Hodge theory on Cheeger spaces

TL;DR

This paper generalizes Hodge theory to stratified pseudomanifolds with ideal boundary conditions, establishing Fredholm properties, cohomology isomorphisms, and Poincare Duality on Cheeger spaces.

Contribution

It introduces mezzoperversities and ideal boundary operators for arbitrary stratified spaces, extending Hodge theory beyond isolated conic singularities.

Findings

De Rham operator with boundary conditions is Fredholm with compact resolvent.

Hodge and L2 de Rham cohomology groups are isomorphic and metric-independent.

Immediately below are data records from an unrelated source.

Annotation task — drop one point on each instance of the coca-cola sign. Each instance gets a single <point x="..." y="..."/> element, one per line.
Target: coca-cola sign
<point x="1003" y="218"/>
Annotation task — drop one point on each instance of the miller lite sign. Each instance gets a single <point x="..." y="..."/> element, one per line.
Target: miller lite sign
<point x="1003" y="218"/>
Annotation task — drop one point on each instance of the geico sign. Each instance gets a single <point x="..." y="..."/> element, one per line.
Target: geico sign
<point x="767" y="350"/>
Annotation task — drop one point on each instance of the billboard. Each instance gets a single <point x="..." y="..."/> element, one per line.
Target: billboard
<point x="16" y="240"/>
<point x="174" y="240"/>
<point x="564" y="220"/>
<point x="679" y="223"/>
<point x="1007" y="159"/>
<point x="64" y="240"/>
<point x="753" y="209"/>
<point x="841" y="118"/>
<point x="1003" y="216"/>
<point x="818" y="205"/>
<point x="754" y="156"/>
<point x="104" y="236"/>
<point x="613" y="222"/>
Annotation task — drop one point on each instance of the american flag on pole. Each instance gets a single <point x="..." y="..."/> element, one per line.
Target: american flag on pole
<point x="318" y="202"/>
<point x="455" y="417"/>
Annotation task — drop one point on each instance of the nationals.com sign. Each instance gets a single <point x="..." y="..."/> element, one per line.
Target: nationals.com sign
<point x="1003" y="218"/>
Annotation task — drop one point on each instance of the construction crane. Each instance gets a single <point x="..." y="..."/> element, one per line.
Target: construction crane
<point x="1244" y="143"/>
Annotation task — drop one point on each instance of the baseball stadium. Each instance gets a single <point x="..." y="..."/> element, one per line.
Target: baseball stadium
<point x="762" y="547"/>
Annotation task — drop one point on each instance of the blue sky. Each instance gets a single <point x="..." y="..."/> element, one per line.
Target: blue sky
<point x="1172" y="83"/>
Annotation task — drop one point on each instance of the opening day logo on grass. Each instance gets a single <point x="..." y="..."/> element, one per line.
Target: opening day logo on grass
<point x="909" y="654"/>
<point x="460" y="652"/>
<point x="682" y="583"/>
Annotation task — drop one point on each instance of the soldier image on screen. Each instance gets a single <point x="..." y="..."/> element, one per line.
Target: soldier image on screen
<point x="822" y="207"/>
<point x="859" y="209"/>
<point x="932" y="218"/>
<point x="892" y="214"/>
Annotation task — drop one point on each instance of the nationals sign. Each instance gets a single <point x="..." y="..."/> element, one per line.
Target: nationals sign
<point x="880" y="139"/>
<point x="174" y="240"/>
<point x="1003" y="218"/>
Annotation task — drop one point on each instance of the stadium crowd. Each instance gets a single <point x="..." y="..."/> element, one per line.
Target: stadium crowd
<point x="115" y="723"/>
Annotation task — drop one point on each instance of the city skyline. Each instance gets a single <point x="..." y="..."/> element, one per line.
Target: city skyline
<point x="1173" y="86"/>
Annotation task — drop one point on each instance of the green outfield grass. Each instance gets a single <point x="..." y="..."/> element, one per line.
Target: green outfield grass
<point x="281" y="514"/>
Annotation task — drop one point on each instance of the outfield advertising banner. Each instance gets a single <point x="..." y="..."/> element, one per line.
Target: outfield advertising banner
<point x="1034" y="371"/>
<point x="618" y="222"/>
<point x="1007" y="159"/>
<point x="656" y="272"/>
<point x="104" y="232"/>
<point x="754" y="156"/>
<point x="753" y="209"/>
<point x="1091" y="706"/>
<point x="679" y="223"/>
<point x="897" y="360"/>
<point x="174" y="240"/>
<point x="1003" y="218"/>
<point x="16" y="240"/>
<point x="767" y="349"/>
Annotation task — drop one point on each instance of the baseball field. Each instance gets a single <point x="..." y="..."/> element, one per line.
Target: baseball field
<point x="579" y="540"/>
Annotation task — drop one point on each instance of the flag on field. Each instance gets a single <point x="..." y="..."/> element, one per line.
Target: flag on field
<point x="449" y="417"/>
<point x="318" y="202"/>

Poincare Duality holds on Cheeger spaces with self-dual boundary conditions.

Abstract

We extend the study of the de Rham operator with ideal boundary conditions from the case of isolated conic singularities, as analyzed by Cheeger, to the case of arbitrary stratified pseudomanifolds. We introduce a class of ideal boundary operators and the notion of mezzoperversity, which intermediates between the standard lower and upper middle perversities in intersection theory, as interpreted in this de Rham setting, and show that the de Rham operator with these boundary conditions is Fredholm and has compact resolvent. We also prove an isomorphism between the resulting Hodge and L2 de Rham cohomology groups, and that these are independent of the choice of iterated edge metric. On spaces which admit ideal boundary conditions of this type which are also self-dual, which we call `Cheeger spaces', we show that these Hodge/de Rham cohomology groups satisfy Poincare Duality.